# outdoor walk-in cooler



## tigerdog (Jan 24, 2008)

Has anyone built (or reasonably purchased) a walk-in cooler for hanging their game? I've thought about building a small building, maybe 6'x6' or 8'x8', but haven't researched what to use for a cooler yet. I had heard about someone who used a refrigeration unit off of a refrigerated semi trailer. If anyone has any advice, I'd like be happy to hear your ideas. Thanks.


----------



## bearhunter (Jan 30, 2009)

call Aagaard Sectional Cooler. in Hawley minn. (Dilworth). minn. he may be able to help.


----------



## Sasha and Abby (May 11, 2004)

I did it a while back. Had one that I could have put 10 deer in and it was expensive to do... If you can find an old unit off a truck, that is preferable. FWIW - I do not gut my deer... I skin and quarter it and put the pieces in a cooler of ice with the plug out. Also fillet the loins and pull the tenderloins. This will allow the meat to drain all the blood out of it. Depending on where you shoot the animal, it may take a day or three for the water to run out clear. Keep adding ice until you get the meat bled out.

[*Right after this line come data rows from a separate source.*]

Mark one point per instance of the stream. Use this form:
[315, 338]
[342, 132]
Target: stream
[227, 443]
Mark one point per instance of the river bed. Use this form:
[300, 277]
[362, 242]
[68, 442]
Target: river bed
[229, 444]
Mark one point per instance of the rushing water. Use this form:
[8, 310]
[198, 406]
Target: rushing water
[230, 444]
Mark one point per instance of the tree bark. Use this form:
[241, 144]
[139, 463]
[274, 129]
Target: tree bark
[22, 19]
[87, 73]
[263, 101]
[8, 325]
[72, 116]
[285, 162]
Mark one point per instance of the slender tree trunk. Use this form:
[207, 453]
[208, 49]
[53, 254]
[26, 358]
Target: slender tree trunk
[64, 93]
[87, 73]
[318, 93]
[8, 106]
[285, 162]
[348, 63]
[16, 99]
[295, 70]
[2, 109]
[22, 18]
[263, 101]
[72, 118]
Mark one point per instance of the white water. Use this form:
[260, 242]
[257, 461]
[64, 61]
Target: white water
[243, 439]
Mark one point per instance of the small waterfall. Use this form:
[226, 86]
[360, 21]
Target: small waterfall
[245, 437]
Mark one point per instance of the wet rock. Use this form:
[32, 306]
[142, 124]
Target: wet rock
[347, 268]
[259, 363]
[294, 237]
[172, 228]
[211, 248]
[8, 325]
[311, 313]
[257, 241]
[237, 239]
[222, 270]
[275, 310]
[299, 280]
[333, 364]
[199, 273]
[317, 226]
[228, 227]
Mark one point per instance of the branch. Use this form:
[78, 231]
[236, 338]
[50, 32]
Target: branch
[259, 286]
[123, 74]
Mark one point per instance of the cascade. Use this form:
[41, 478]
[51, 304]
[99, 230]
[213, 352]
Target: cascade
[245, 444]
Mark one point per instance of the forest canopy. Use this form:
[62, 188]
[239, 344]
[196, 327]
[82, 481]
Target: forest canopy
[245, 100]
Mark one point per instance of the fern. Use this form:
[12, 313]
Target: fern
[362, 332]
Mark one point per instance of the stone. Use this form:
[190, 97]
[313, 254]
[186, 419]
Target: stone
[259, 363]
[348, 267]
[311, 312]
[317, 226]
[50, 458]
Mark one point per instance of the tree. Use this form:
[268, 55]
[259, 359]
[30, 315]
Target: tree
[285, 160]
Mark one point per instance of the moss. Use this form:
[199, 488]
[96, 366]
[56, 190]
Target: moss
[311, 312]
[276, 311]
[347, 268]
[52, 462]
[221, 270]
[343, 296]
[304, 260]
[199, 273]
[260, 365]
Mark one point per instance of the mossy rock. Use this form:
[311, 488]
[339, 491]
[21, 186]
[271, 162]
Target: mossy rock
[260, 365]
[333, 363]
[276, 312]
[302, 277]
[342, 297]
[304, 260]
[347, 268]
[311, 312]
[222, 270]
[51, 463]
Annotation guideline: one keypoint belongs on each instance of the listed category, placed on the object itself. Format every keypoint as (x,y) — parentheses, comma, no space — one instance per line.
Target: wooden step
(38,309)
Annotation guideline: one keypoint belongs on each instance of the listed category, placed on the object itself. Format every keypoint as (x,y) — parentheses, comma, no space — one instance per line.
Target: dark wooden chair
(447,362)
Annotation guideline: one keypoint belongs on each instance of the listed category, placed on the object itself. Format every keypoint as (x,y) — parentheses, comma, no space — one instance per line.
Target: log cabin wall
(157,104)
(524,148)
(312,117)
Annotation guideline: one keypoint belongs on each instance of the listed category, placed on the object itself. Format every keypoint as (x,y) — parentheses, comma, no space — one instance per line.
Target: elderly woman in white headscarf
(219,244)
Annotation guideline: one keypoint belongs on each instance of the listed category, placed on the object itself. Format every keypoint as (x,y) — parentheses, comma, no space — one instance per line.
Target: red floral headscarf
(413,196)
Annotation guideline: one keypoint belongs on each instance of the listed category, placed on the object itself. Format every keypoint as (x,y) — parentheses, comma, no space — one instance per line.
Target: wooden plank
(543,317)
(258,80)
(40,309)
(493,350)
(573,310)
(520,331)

It will make the BEST tasting venison you have ever put in your mouth... this coming from someone who used to hang EVERY deer I ever shot for 7-21 days.

Venison could benefit from hanging if it was run up a chute and shocked, then cut and allowed to bleed out until death (like livestock). 
Take it from someone who has done this; if you shoot a domestic heifer or hog, and do not allow the meat to bleed out in ice, it will taste "wild" too...


----------